Bara sontak jongkok untuk mengambil benda itu ketika kemudian ia malah menyentuh tangan putih nan halus itu. Bara terkejut, ada sensasi aneh menjalar dalam hatinya. Apalagi ketika kemudian gadis itu mengangkat wajahnya dan menatap lurus ke dalam matanya.
Gadis itu kan yang kemarin ....
"Maaf ... saya nggak hati-hati Mas." guman gadis itu ketika Bara hanya terpaku diam ditempatnya.
"Oh, tidak apa-apa. Saya juga salah kok." sontak Bara berdiri lalu mengulurkan tangannya. "Saya Abimana, kebetulan kerja di sini." jawabnya memperkenalkan diri. Ia harap gadis ini tidak melihatnya turun dari Fortuner putih miliknya.
"Oh Mas kerja di sini, saya Septi mas, kebetulan kerja di depan. Ini mau makan siang." guman gadis itu ramah.
"Kalau gitu silahkan duduk, biar saya siapkan, Mbak." wajah Bara tampak sumringah, ia tidak menyangka gadis yang kemarin mencuri perhatiannya itu kini ada di hadapannya.

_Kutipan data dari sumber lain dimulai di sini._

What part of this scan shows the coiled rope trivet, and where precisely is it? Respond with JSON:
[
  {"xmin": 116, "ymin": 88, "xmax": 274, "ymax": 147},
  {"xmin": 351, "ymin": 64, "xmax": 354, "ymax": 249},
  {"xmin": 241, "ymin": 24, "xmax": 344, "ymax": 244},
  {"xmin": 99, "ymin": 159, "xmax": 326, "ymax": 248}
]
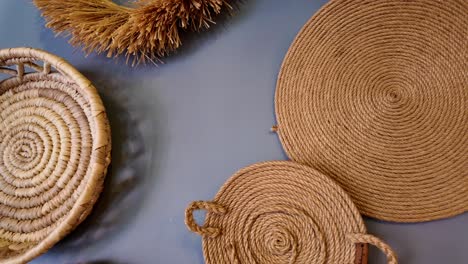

Dari dekat makin terlihat bahwa gadis itu cukup cantik. Matanya seperti almond, hidung mancung, pipi tirus, dengan bibir mungil yang ramun. Ahh ... getar aneh itu terasa begitu dalam sampai ke hati Bara.
Bara bergegas memerintahkan pegawainya menyiapkan pesanan Septi.
"Jangan bilang kalau saya yang punya warung ini ya!" bisik Bara pada Indi, petugas kasir di warungnya.
"Siap Pak! Bapak naksir ya?" goda Indi sambil menunjuk wajah Bara yang memerah itu.
"Sudah lah, jangan banyak tanya! Potong gaji mau?" selisih Bara sambil tertawa.
Indi sontak merenggut, lalu kembali fokus menghitung uang modal yang dimasukkan ke mesin kasir untuk hari ini.
Ia melirik bosnya itu, tampak sangat jelas wajah bosnya memerah. Sudah tidak salah lagi, bosnya itu jatuh cinta!